Give him a good beatdown. Watch the blood drip from his mouth and his nose as he promised he’d never come around again.
This guy was different from most of the guys his mama suckered in. Wearing nice clothes and rolling up in a shiny car.
That kind of pissed Jace off, too.
He swallowed it, bit it back, because he had more important things to focus on.
Under the light of the moon, he jogged up the path from the trailer, hitting the dirt road, increasing his pace until he stood right in front of the tree-lined drive.
The night was quiet. Super still. The leaves barely rustling where they stretched across the road.
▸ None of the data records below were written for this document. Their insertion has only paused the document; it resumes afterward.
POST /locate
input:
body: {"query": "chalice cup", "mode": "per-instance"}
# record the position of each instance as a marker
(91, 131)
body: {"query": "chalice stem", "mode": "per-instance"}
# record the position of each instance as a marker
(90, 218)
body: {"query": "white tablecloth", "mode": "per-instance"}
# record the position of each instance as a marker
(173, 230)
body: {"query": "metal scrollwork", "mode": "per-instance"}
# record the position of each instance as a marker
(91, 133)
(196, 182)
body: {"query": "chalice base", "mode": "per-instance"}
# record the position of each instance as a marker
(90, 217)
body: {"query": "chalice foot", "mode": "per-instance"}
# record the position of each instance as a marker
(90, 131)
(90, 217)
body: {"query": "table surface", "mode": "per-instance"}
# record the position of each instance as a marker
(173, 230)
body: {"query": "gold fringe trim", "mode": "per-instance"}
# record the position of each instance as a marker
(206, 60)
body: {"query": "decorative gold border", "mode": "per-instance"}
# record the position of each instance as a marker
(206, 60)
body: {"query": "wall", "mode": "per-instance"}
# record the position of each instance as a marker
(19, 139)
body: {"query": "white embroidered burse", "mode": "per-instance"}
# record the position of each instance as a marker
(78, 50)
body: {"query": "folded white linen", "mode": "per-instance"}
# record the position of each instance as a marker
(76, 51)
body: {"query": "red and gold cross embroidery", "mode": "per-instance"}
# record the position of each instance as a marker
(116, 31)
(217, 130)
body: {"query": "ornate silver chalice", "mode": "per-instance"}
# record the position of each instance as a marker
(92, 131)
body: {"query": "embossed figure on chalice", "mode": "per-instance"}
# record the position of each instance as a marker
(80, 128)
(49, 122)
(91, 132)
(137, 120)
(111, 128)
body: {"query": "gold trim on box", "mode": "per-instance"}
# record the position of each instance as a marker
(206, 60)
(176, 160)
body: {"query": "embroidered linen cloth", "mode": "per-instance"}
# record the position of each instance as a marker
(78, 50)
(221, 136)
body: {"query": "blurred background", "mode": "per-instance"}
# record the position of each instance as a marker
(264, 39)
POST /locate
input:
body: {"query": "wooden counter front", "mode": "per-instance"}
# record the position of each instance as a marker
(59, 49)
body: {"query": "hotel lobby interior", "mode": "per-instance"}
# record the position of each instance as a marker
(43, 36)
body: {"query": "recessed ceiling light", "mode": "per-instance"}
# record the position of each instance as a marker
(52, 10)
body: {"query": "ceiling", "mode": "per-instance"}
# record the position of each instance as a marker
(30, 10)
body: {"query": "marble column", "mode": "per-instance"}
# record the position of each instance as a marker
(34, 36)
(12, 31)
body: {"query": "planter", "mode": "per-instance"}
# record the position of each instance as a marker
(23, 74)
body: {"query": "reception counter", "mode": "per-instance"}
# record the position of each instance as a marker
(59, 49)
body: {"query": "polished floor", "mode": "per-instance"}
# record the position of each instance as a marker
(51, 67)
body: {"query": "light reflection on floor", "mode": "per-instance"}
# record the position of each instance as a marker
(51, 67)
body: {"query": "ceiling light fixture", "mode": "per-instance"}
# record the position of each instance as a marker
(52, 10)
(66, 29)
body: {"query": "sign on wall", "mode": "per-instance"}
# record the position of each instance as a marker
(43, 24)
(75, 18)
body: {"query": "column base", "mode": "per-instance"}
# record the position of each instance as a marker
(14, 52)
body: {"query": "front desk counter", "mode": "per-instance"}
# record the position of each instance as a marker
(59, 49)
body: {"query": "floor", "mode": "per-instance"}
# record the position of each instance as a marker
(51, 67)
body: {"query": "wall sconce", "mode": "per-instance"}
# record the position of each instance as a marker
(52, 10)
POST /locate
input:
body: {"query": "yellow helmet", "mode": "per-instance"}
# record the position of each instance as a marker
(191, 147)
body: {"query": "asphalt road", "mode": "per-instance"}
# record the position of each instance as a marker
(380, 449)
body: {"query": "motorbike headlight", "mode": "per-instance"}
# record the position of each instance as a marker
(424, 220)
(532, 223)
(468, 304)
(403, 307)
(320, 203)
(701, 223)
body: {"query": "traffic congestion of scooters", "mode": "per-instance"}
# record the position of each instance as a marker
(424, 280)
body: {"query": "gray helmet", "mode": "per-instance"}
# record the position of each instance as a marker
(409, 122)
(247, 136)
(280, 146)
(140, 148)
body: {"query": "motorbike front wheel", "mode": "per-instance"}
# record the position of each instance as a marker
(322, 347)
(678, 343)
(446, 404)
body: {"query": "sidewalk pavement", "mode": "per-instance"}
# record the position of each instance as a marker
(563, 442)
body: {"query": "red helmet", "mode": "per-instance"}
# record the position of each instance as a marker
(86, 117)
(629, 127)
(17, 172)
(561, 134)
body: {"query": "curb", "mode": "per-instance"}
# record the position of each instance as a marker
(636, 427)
Surely, the small whispers they hissed were the ghosts Faith loved to dream about.
Standing in the middle of the road, Jace shoved his hands into his pockets and just . . . waited.
He was early by twenty minutes, but he couldn’t lay around and pretend to sleep in that trailer for one more second when he knew he had something good to look forward to.
He rocked back on his heels, tipped his head back, and looked to the stars.
Anxious.
Excited.
And somehow feeling guilty that he’d convinced her to do this.
It really hadn’t taken all that much. It wasn’t like they hadn’t been sneaking off to meet here almost every day after school. It was just the first time they’d decided to do it in the middle of the night.
He felt it the second she stumbled out of the thicket of trees up the road, coming from where she was spending the night with her best friend.
His attention immediately jerked that way, his breath hitching at the base of his throat when he saw her.